Rule 93 essentially swallows up the right of the public to have notice to implement their right to attend government meetings. It is unclear where this legislative bulletin board is located. If it is inside the state Capitol building, then how does the public get actual notice when access has been restricted to the state Capitol building. Clearly, posting on a legislative bulletin board did not provide actual notice given the confusion today over whether any notice had been provided before the committee meeting.
It is also noteworthy that Marchant's opinion was a bit equivocal as he stated that the "notice appears to have satisfied the requirements of the rules and statutes." Thus, an investigation could answer these and other questions. The stakes are high and if an enforcement action is filed, a court could "void any action taken at a meeting held in violation of the open meetings law if the court finds that the interest in enforcing the law outweighs any interest in maintaining the validity of the action." A court may also provide "any other appropriate legal or equitable relief, including declaratory and injunctive relief. Wis. Stat. § 19.97(2)."

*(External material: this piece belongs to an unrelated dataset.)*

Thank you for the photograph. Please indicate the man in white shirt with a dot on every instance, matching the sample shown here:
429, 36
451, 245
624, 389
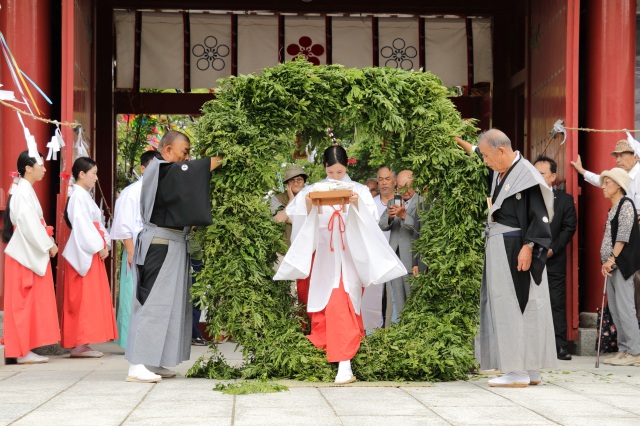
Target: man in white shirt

Enforcement of violations of the open meeting law can include citizen action. The Attorney General and district attorneys have authority to enforce the law. "A district attorney has authority to enforce the open meetings law only after an individual files a verified open meetings law complaint with the district attorney." A citizen may file a private enforcement action: If the "district attorney refuses to commence an open meetings law enforcement action or otherwise fails to act within twenty days of receiving a complaint, the individual who filed the complaint has a right to bring an action, in the name of the state, to enforce the open meetings law." The court may also provide attorney fees to the private parties "where such an award will provide an incentive to other private parties to similarly vindicate the public’s rights to open government and will deter governmental bodies from skirting the open meetings law."
We might have some citizens willing to participate in an enforcement action:
Outside the Assembly chamber, House Minority Leader Peter Barca allowed protesters to fill out forms listing themselves as witnesses to a violation of the state's open meetings laws stemming from the Republicans' earlier conference committee meeting.